Did you feel pigeonholed by the Hollywood science fiction movies? Is that why you're doing this? Because I got fed up? Kind of.
Why did you get fed up? I got fed up because I felt that I had done enough in that direction. And I couldn't get out anymore. Especially after the failure of "Showgirls," then trying to do something normal.
Do you still consider "Showgirls" a failure? It was a [box office] financial failure. Ultimately it turned out not to be a financial failure at all ... with the video and all that stuff. But, at that time, of course it was a bashing on both sides. It's still the best NC-17 ever! The highest grossing.

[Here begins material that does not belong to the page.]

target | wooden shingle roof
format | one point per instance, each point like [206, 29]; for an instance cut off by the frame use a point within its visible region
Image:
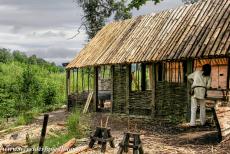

Was there any part of you then thinking, Just give it 20 years? I said that, I think. I said, "In 20 years, it might be different." But that didn't help for the coming years. Ultimately, at that time, they were shocked, of course, to a certain degree. They were also a bit pissed off, I think, that it was so overly sexual and so much nudity-oriented.
It was a little bit like being in Hollywood jail, as they call that. And the only way to escape from that was to go back to where people would still trust me, which was science fiction.
Ben Affleck has spoken about being in Hollywood jail. Sure, absolutely -- and he succeeded. Very well, in fact. But I felt the same. In fact, when I was a child and was 7 or 8, I liked science fiction. It was in all kinds of magazines -- along with like the one Spielberg did, "Tin Tin" -- but Superman was there and many, many American comic books were translated into Dutch. And I grew up with that. But, there was a lot of science fiction, too. And I loved that at that time. When I became a filmmaker in my 20s, I was much more styled by the French -- Fellini, and stuff like that.
You made a Fellini reference in "Tricked." Yes, I did. Fellini, for me, is a master in choreography. Choreography of camera and actors and how that works together -- especially in "8 1/2." Which I tried to use in "Showgirls" a lot, but nobody saw that.
I did not hear many Fellini comparisons when "Showgirls" was first released. I mean, I know that I did it. Not that I tried to copy Fellini. But I felt like using the camera that way -- because you see it all the time on the dressing rooms -- it's all camera move. That's why people say "very elegantly shot." But when you say, "I think it's a very elegant movie," people start to laugh because they think it's filthy. I mean, at that time, those were the reviews. People were writing, "I went to see 'Showgirls' and I had to leave the theater because I had to throw up." That's how it was received.